Tuesday, January 14, 2014

Shopping

I haven't allowed myself to think about it, but I can't put it off much longer.  I need to shop for a grave stone.

How the hell am I supposed to do that?  Brian and I never talked about it.  I don't know what he would have wanted, so I have to do this on my own.

The cemetery requires that the stone be flush with the ground with no more than a few inch rise.  I hate that.  The family plots back on the East Coast have raised stones.  They rise up over the ground.  These flush stones make you focus down - instead of the freed soul, one focuses on the ground and the buried remains.

Most of the stones in our section of the cemetery are simple with little more than names and dates.  They are small.  Many, if not most, are flat double stones.

I don't know what to do.  I don't know what to order.  I don't want Brian's life reduced to a name and date range.  I want the stone to speak of him and of our love.

I also don't know whether or not to get a double stone including my name.  Many people have advised me not to do that.  They think it would be disconcerting to see my own name on the stone.  I think they don't want me to include me on the stone because I'm relatively young and maybe someday I'll entertain another relationship.  I can't process that.  No matter what might happen years from now, Brian was my husband, the love of my life.  Not putting my name on the stone would almost feel like abandoning Brian.

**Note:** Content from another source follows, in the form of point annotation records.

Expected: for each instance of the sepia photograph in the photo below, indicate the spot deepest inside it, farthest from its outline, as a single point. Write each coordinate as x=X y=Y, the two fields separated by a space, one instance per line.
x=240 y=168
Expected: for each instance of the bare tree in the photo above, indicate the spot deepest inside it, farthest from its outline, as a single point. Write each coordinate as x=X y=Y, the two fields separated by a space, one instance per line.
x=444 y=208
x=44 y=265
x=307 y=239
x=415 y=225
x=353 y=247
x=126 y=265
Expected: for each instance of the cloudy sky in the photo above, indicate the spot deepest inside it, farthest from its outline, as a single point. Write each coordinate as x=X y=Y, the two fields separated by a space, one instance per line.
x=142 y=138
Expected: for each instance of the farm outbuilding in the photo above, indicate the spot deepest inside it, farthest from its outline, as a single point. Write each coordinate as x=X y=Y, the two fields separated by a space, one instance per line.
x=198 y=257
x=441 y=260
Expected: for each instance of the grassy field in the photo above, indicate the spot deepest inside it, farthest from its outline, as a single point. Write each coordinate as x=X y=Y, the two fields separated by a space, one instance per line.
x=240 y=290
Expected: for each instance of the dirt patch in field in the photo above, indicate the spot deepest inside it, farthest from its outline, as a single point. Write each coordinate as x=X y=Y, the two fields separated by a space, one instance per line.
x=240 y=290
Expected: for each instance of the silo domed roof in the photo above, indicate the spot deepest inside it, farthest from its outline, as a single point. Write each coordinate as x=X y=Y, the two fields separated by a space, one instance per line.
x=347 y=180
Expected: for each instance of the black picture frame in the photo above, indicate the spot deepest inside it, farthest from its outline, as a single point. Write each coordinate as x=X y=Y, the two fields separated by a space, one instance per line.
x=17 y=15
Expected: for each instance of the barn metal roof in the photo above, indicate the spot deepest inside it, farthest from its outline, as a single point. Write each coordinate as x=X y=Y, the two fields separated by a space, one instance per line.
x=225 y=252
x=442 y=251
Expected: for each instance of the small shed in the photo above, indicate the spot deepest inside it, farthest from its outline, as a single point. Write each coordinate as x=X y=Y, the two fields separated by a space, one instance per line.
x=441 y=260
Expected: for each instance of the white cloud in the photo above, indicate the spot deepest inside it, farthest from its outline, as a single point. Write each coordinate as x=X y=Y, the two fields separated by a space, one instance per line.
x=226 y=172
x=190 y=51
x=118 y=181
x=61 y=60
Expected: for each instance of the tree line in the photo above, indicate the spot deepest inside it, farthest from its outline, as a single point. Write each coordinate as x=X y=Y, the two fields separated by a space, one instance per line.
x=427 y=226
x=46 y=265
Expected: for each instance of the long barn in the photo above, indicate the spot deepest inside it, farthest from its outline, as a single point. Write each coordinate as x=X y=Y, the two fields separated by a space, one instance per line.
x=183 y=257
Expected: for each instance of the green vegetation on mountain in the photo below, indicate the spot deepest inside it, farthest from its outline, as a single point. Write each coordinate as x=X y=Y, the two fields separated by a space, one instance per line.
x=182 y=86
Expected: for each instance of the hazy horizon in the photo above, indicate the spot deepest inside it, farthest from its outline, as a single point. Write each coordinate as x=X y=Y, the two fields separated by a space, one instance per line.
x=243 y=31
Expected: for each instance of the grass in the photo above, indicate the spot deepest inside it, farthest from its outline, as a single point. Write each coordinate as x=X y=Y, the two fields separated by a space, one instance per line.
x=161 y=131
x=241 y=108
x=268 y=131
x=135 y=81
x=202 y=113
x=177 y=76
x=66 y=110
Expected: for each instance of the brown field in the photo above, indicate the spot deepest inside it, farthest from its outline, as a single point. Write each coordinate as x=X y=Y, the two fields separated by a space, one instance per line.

This is horrible.  There is no instruction sheet, and there is no right and wrong.  I don't know what Brian thought about the stone - we thought we had decades more together, and when we knew we didn't we didn't waste precious time planning for time without Brian.

So I visited his grave today, and then I went to the memorial store to explore my options.  I honestly don't know what stone I'll choose or what inscription I'll have engraved.  I just don't know what to do, but I know that I'll need to decide soon.

This is like adding insult to injury.  This is so unthinkable.